Unfortunately, some confusion has been generated by statements in the guidelines. The statement on the cover that the HPC's review is "mandatory for Oak Park Landmarks and advisory for other buildings located in Oak Park historic districts," is not entirely accurate when compared to the ordinance for the reasons cited above. However, since it is the guidelines that most people see and read, this has understandably created confusion when a COA is required. I pledge that the HPC will work with the board to clarify the language in the guidelines.
The HPC recognizes that a major construction project is a stressful and difficult process for most homeowners. I believe that this commission does its best to understand homeowners' needs and works to achieve a successful outcome that meets the guidelines. We deny few COA applications and have had very few public hearings/appeals. I believe that is evidence of the willingness of the HPC to work with homeowners to achieve their project goals.

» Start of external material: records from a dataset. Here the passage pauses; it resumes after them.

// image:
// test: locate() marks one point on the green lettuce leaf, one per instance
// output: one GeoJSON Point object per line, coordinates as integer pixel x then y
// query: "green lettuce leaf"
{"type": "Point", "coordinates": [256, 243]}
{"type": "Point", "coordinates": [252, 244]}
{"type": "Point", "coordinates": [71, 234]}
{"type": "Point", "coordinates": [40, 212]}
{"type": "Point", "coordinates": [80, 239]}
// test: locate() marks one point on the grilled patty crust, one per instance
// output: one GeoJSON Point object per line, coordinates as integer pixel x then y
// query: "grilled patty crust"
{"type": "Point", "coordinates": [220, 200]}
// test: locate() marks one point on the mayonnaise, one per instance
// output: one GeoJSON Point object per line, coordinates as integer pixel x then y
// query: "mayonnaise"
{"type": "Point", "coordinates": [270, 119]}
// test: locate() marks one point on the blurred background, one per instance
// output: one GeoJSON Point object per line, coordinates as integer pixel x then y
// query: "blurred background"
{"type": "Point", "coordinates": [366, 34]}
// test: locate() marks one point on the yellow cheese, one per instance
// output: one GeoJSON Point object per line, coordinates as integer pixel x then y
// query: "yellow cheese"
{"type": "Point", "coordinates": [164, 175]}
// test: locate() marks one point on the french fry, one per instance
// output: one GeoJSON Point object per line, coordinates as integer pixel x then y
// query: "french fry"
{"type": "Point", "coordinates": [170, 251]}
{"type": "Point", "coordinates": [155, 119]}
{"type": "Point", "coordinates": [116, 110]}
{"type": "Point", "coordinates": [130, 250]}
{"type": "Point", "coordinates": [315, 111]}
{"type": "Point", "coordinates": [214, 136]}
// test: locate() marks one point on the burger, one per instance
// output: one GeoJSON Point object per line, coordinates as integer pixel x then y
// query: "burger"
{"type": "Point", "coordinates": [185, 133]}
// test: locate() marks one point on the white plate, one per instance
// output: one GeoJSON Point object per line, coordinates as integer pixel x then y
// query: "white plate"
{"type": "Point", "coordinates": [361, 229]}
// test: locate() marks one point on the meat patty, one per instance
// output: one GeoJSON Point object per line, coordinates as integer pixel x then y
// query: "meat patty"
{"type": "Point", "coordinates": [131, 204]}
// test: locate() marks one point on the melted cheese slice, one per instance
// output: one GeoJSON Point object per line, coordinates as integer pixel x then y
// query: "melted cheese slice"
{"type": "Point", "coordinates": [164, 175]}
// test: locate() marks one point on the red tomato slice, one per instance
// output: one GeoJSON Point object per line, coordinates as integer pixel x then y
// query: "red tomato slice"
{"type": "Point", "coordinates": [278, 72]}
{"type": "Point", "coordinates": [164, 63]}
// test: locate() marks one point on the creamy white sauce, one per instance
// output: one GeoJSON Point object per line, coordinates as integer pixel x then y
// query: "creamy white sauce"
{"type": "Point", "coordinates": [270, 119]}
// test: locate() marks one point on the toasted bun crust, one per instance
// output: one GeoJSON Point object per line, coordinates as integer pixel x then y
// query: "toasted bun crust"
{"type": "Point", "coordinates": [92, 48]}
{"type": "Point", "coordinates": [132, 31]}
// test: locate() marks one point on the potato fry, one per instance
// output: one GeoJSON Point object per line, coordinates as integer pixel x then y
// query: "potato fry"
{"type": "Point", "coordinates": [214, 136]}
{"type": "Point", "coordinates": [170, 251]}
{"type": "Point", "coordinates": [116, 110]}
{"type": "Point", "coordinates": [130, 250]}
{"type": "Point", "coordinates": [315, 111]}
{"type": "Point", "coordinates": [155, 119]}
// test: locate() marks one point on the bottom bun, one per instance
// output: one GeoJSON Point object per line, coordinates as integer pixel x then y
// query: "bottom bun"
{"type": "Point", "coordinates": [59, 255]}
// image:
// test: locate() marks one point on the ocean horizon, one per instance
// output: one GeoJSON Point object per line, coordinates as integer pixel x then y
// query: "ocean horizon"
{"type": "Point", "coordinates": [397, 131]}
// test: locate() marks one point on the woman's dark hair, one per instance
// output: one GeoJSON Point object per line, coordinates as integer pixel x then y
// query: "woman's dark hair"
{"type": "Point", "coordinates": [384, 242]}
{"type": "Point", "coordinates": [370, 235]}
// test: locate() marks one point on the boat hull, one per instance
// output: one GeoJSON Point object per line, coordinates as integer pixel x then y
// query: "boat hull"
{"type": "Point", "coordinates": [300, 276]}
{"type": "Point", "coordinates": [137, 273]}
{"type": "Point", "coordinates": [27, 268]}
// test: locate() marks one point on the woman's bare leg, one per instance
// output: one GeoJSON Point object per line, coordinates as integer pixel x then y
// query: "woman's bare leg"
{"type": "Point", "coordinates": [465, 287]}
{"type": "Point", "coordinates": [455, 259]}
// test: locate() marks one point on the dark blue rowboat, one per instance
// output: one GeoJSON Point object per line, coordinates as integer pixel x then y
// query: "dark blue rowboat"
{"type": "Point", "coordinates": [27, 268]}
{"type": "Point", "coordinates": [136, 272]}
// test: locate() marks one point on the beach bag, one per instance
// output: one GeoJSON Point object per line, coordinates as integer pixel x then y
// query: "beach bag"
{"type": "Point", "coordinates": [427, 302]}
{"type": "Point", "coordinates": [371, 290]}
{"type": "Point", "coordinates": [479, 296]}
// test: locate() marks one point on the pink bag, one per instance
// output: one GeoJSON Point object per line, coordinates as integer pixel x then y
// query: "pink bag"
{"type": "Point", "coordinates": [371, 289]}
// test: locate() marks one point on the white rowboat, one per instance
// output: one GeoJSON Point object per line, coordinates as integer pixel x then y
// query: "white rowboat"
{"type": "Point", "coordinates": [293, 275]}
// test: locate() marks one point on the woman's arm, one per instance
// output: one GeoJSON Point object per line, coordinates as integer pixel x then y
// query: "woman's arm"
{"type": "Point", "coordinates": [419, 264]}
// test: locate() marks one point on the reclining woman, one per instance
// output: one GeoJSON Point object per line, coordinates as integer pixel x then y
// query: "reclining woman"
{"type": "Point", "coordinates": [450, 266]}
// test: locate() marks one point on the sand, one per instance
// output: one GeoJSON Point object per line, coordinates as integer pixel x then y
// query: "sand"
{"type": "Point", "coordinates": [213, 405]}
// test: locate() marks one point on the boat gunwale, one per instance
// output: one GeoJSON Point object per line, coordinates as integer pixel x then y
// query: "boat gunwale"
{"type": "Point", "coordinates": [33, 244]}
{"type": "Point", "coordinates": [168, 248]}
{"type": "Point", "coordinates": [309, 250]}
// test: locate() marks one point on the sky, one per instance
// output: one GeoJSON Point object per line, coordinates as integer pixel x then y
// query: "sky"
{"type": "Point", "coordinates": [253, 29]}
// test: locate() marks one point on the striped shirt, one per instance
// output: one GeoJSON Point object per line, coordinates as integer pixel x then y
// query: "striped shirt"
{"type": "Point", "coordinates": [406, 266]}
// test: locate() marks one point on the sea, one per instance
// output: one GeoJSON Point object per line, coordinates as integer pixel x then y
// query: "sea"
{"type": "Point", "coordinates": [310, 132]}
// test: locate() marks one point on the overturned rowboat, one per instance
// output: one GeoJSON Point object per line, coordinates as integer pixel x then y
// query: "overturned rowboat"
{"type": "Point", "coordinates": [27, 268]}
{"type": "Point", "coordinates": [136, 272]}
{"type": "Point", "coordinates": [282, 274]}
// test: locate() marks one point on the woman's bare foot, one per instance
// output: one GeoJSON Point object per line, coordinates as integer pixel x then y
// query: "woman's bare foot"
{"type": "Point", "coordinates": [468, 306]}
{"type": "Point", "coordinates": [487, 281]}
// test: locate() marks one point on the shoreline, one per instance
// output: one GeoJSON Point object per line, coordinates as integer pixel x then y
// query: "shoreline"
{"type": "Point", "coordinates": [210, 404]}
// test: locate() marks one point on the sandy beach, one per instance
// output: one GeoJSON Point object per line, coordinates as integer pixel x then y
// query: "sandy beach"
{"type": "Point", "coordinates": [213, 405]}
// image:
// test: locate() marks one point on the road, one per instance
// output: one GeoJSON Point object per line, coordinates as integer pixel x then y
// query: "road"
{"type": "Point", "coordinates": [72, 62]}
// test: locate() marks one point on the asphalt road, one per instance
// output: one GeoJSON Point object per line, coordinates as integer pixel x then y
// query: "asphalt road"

It is, of course, the right for any applicant to request a public hearing and to appeal a decision to the village board.
I encourage anyone living in a historic district and contemplating a renovation or expansion project to contact our staff liaison, Doug Kaarre, at village hall (358-5417). The commission also has a brochure on the permit review process, and our ordinance and guidelines can be found on the village's website.
The efforts, both public and private, over the past 30 years to preserve Wright's Home and Studio, maintain an excellent Historical Society and establish three historic districts are evidence of the commitment of Oak Park to preserve its historic character. This commission will continue to work to maintain the historic character of our village in a manner that is respectful and, frankly, as painless a process as possible for property owners.
? Douglas Gilbert is chair of the Oak Park Historic Preservation Commission.